It is possible that God does not exist at all, but nevertheless, or for that very reason, one can believe in him, one can pray to him, and, as many will testify from experience, one must fear him. (And according to Voltaire, as we all know, if He didn’t exist, it would be necessary to invent him.) BY JÓZSEF SÁNTHA
Following the fencing version the second volume of the prose stream that is almost like a series of books tells the tale of a relocated family. The main characters are the father, the mother, the two children, the members of the affluent peasant family giving them shelter, and Mári, the woman keeping an eye on the narrator. The novel is narrated by the younger of the boys, who cannot speak yet, giving the narration a twist. At first glance his seems to be a sort of Tolstoyian faith, if we can recall the tale about the simple fisherman who walking on water returns to Christ over and over again, because he keeps forgetting his teachings, his words, and Christ lets him go saying: You have no need for them. The little boy’s words, on the other hand, bring to mind every historical, existentialist and theological aspect of the God view of the twentieth century, creating a conceptual image with so complex attributes that its in-depth analysis could only be attempted by a serious study. Let it suffice to just briefly name Pascal, Schelling, Kierkegaard, Wittgenstein, Simon Weil, Pilinszky and Imre Kertész, but the list is far from complete.
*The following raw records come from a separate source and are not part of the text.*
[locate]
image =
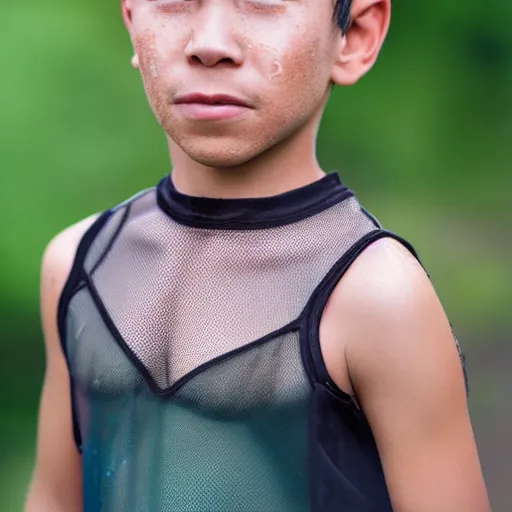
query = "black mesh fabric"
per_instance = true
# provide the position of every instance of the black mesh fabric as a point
(189, 350)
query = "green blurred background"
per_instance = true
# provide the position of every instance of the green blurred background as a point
(425, 141)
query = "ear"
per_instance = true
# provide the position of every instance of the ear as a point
(359, 48)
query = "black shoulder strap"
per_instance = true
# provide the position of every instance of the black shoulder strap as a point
(310, 334)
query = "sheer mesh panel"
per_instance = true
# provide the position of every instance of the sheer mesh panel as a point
(215, 445)
(181, 296)
(103, 239)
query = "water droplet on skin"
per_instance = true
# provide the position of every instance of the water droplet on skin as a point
(276, 70)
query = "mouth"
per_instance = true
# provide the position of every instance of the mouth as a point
(216, 107)
(213, 100)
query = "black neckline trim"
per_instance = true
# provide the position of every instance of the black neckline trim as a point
(251, 213)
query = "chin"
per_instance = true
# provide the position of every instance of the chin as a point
(219, 153)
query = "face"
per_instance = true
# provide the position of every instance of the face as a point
(228, 79)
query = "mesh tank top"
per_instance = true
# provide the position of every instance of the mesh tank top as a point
(190, 328)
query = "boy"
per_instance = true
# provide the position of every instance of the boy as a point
(244, 336)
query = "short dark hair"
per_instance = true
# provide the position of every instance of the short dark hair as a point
(342, 14)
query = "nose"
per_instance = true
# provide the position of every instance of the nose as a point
(213, 39)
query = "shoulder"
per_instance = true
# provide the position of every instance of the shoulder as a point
(60, 253)
(57, 261)
(390, 322)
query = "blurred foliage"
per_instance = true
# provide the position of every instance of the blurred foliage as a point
(425, 140)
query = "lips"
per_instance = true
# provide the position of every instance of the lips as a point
(214, 99)
(214, 107)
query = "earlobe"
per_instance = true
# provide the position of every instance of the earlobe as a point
(126, 10)
(360, 47)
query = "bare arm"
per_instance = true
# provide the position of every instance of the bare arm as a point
(57, 480)
(406, 372)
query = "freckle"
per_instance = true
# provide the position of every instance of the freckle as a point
(154, 69)
(277, 70)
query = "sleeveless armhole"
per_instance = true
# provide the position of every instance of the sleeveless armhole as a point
(344, 462)
(77, 281)
(310, 328)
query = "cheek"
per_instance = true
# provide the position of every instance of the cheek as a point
(151, 66)
(301, 73)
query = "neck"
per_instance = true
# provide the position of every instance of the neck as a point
(286, 166)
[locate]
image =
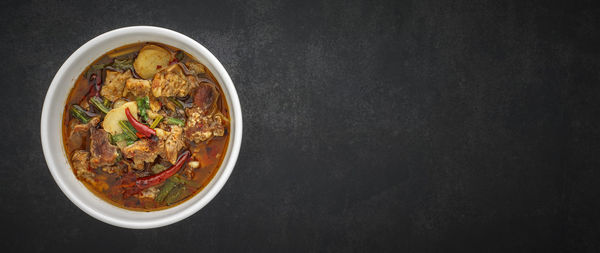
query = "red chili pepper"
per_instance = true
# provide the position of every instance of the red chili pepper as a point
(149, 181)
(142, 129)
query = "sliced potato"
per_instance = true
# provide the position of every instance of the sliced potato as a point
(150, 59)
(112, 118)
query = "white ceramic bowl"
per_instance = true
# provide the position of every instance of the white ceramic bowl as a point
(52, 140)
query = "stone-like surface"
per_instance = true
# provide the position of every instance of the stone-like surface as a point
(400, 126)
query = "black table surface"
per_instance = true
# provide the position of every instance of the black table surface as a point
(369, 126)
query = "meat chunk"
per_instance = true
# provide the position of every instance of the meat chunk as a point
(172, 82)
(200, 127)
(144, 150)
(81, 164)
(195, 68)
(103, 153)
(114, 83)
(137, 87)
(206, 96)
(79, 132)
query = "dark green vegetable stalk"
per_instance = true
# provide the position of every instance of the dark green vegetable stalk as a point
(78, 112)
(121, 137)
(156, 121)
(143, 105)
(179, 55)
(93, 69)
(99, 104)
(122, 64)
(177, 103)
(175, 121)
(165, 189)
(174, 194)
(128, 129)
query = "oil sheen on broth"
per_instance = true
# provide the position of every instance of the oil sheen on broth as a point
(145, 127)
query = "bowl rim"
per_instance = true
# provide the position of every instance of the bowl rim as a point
(226, 166)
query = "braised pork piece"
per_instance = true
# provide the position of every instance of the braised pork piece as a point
(145, 127)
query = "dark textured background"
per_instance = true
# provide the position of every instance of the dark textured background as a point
(406, 126)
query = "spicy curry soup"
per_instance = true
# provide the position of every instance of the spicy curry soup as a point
(210, 154)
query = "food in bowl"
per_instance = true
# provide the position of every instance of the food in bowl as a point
(146, 126)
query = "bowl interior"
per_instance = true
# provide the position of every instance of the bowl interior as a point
(52, 140)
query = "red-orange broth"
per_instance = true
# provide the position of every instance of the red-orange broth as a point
(116, 182)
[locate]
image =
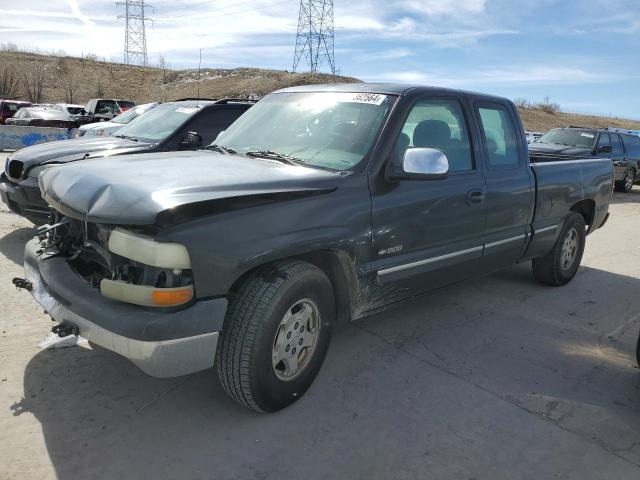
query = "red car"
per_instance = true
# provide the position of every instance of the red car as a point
(8, 108)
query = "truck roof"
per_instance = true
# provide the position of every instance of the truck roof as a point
(381, 88)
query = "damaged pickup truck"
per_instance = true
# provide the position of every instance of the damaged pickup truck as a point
(321, 204)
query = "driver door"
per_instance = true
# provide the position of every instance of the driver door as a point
(428, 233)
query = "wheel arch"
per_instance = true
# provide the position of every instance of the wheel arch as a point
(339, 267)
(586, 208)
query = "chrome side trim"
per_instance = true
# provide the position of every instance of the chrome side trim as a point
(506, 240)
(546, 229)
(387, 271)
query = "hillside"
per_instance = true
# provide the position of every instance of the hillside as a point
(75, 80)
(537, 120)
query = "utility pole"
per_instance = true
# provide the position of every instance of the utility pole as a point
(315, 37)
(135, 39)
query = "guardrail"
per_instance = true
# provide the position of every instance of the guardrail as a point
(14, 137)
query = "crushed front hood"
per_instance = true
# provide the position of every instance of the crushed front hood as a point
(76, 149)
(135, 189)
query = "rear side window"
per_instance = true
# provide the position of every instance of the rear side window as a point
(604, 140)
(616, 143)
(107, 106)
(8, 107)
(438, 124)
(632, 145)
(501, 141)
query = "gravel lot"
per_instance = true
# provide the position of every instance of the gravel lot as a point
(494, 378)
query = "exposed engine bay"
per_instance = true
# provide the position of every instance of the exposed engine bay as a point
(86, 248)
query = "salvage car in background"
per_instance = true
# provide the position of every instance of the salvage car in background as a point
(75, 112)
(579, 143)
(186, 125)
(41, 117)
(105, 129)
(321, 204)
(532, 136)
(8, 108)
(106, 108)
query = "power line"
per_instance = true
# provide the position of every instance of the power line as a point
(315, 37)
(135, 38)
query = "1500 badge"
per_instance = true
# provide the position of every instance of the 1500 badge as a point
(390, 250)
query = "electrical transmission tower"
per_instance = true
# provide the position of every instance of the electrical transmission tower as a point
(135, 39)
(314, 41)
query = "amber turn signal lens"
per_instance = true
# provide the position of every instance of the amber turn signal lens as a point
(172, 297)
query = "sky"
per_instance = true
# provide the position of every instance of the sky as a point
(582, 54)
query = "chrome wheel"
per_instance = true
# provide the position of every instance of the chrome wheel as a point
(569, 249)
(628, 180)
(295, 340)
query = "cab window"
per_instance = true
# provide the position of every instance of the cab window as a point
(501, 141)
(604, 140)
(438, 124)
(616, 143)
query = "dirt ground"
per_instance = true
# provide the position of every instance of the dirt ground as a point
(495, 378)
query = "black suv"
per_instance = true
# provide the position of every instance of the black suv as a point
(581, 143)
(180, 125)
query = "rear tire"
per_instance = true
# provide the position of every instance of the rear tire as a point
(560, 265)
(626, 184)
(253, 366)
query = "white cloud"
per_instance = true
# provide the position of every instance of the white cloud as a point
(520, 75)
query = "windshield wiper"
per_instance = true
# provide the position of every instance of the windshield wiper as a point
(127, 137)
(221, 149)
(271, 155)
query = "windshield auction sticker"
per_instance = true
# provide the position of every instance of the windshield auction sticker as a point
(186, 110)
(370, 98)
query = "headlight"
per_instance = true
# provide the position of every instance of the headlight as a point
(146, 250)
(145, 295)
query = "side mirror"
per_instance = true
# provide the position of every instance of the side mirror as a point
(605, 149)
(191, 141)
(423, 164)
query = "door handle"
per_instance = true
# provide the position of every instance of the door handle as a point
(476, 196)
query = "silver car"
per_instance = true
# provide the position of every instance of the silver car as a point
(106, 129)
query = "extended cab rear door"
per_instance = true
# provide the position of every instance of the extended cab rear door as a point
(509, 180)
(428, 233)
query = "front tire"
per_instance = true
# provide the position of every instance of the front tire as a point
(627, 182)
(560, 265)
(276, 335)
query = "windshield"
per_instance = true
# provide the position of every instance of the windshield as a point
(75, 110)
(332, 130)
(125, 105)
(570, 137)
(132, 113)
(160, 122)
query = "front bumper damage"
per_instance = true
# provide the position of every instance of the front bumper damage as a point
(162, 343)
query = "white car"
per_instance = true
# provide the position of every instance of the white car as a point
(106, 129)
(74, 112)
(533, 137)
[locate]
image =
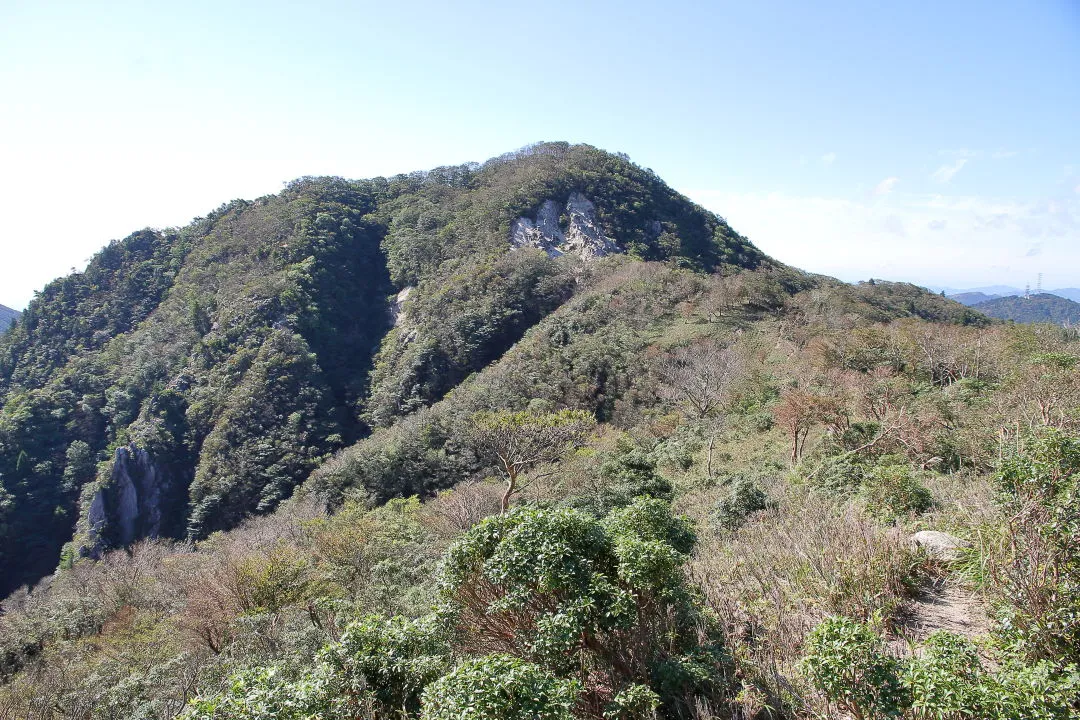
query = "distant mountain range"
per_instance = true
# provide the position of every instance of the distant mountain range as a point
(975, 295)
(1042, 308)
(8, 316)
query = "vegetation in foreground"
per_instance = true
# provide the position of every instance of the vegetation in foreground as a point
(682, 491)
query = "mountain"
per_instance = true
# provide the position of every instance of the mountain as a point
(8, 316)
(1043, 308)
(999, 290)
(1067, 293)
(191, 377)
(536, 437)
(972, 298)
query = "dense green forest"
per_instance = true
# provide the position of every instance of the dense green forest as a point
(353, 451)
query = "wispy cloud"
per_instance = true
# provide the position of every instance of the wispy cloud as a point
(886, 186)
(947, 240)
(945, 173)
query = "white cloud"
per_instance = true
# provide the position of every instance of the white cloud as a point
(886, 186)
(926, 239)
(945, 173)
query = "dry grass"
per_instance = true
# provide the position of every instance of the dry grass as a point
(775, 578)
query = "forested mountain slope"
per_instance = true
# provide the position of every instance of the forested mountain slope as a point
(536, 438)
(193, 376)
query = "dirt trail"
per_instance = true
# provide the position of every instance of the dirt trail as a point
(947, 608)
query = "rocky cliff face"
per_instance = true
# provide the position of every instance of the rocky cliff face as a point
(129, 505)
(8, 316)
(583, 235)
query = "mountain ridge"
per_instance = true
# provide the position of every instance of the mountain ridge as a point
(241, 350)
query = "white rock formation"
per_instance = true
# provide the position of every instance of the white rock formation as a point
(583, 235)
(941, 544)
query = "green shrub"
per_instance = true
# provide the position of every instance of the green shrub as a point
(848, 663)
(603, 601)
(743, 499)
(891, 491)
(499, 687)
(1038, 579)
(388, 662)
(946, 681)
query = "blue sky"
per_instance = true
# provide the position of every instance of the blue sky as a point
(934, 143)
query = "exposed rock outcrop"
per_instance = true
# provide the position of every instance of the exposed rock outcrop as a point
(582, 236)
(129, 504)
(940, 544)
(397, 306)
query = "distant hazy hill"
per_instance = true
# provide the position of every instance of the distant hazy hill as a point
(1068, 293)
(1042, 308)
(972, 298)
(7, 316)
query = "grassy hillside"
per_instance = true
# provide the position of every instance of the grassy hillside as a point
(399, 467)
(233, 355)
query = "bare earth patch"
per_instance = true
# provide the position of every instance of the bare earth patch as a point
(946, 608)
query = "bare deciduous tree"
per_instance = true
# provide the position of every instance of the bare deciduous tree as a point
(699, 377)
(520, 440)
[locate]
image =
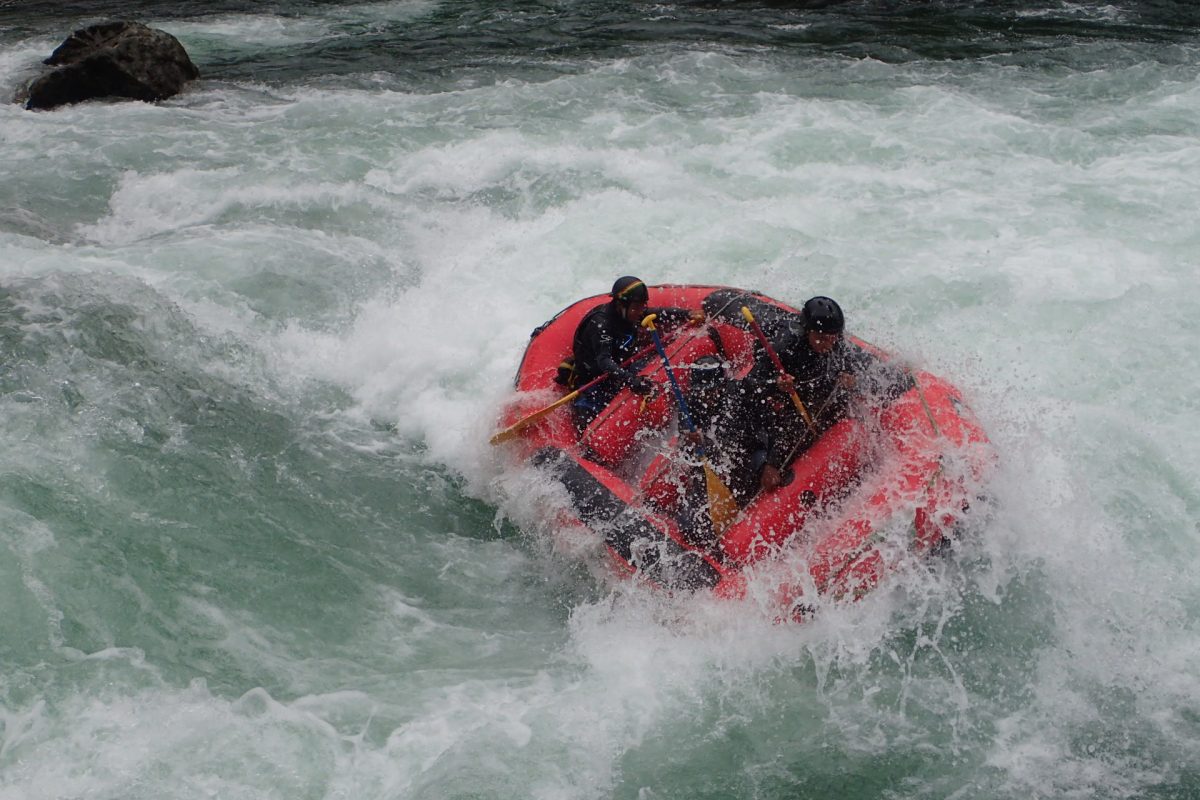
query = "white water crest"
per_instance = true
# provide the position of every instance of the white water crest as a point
(255, 338)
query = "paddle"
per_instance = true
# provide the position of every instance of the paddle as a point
(721, 505)
(779, 365)
(526, 421)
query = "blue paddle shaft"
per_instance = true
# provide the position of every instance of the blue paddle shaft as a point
(675, 386)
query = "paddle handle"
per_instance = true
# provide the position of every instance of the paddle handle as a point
(779, 365)
(648, 324)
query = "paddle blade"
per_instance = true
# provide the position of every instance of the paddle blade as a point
(721, 506)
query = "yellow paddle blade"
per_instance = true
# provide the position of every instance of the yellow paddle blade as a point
(721, 506)
(526, 421)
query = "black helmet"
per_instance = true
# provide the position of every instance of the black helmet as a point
(630, 289)
(707, 371)
(823, 316)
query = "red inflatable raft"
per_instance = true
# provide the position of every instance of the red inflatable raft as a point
(918, 458)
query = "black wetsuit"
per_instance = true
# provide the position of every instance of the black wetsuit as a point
(605, 340)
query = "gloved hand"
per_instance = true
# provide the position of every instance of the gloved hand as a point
(641, 385)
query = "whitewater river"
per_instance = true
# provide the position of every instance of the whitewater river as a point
(253, 543)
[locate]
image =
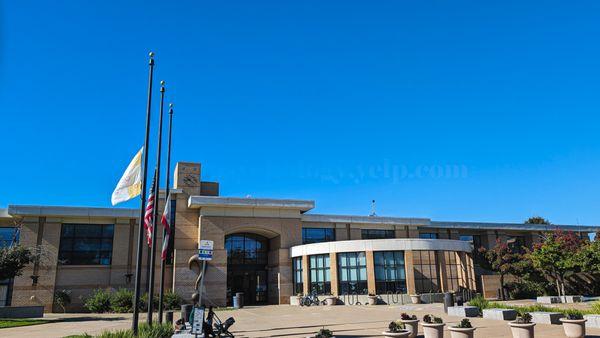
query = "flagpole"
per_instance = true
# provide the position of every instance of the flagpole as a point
(155, 221)
(138, 267)
(161, 291)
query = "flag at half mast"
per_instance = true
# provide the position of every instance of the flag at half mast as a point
(130, 184)
(166, 221)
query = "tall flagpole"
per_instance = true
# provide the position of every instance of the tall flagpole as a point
(155, 221)
(138, 266)
(161, 290)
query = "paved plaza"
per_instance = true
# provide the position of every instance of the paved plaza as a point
(287, 321)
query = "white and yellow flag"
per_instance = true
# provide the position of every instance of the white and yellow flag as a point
(130, 185)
This version is more novel-like than the first work, even if it complies only roughly with the rules of the genre. In this book we do get the everyday stories of a family chased out of their home, the roots of the conflicts reach deep and act strong, they almost yank the characters around. The first husband of the mother was dragged away and murdered by the Nazis, the narrator was born out of the second marriage, making the boys only half-brothers, and the narrator learns from the night-time whispers of the parents that it is still the first husband that the mother loves. The father is unhappily in love, the mother is unhappily married, the older boy is obsessed with objectifying everything through writing, and the grandmother’s ceaseless search for happiness manifests itself in constant prayers and faith, even though her son, the father’s brother was also killed on the front. Mári’s infinitely simple atheism is paired with desirous corporeality; the peasant family (having lost everything they had toiled for) says it is enough to pray on Sundays: “God is better left in peace. He should not be pestered, or else he smacks you on the head…. he nods towards my grandmother” (52). The mother is without faith, the father is an alcoholic. And the mute boys sees all this around himself, and absorbs everything as a peculiar mixture. The silent antagonism, the indescribable tension building between the boys symbolize the unbridgeable abyss between their parents and the one originating from history. Hunting was the father’s cherished pastime in “a previous life”, to which the older boy replies: “My father did not hunt. He was hunted” (73).
All of the above provide the prose framework of the text, but the Gospel of Mark is more and more heavily present in the story, Judas betraying Jesus, the passion and the crucifixion. The novel, as it was obvious all along, simply neglects the question of the authenticity of the narrator, the little boy’s figure dissolves in the articulation of the centuries-old theses on faith and sin. He becomes a receptor of this knowledge, and in a distinctive manner he also disgorges it, turning into the natural embodiment of worldly sin. He becomes demonic only gradually, he stomps the chicks to death, he throws the goslings into the pit latrine, these are all stages of willingness to sin. How the reader interprets all this, whether he considers it an acceptable summary richly illustrating the theses of the world of faith, a grand total of all evil inflicting man in this world – this is perhaps beyond the criteria of aesthetic reception. It is beyond the epic material embedded into the novelness of the novel, and acts simply as a phenomenon labelled as the scandal of the world, a gaze piercing through everything. It is not a little boy anymore who shoves his brother into the swollen brook, after trying to knead his grandmother’s palsied face into place, it is the lunacy of the age that can have no adequate parable.
The mother is reproached by her former mother-in-law, the grandmother from Eger, for the sin of forgetting, she needs to answer for the memory of her martyred Jewish husband. The writer puts the words of Imre Kertész into the survivor’s mouth: “If my son died in vein, it is the fiasco of God. And God’s fiasco of is not the death of God, but the death of Man.” (43)
The gravest verdict is not contained by the wisdom of Stendhal (“Man got his tongue in order to conceal his thoughts” 95), but by the intellectually hardly graspable assertion reaching beyond the space of the novel, namely that since the “God is dead” declaration of Nietzsche, Man, and the humanity historically connected to Man is also dead, consequently the twentieth century has done away with the concept of humanity for good, and the creature that we still experience now and again cannot be identical with its earlier self: he has outlived and dismissed all hope he has imposed on God. Whether prose this densely saturated with morality is in fact palatable as fiction is going to be decided by a wider reading audience.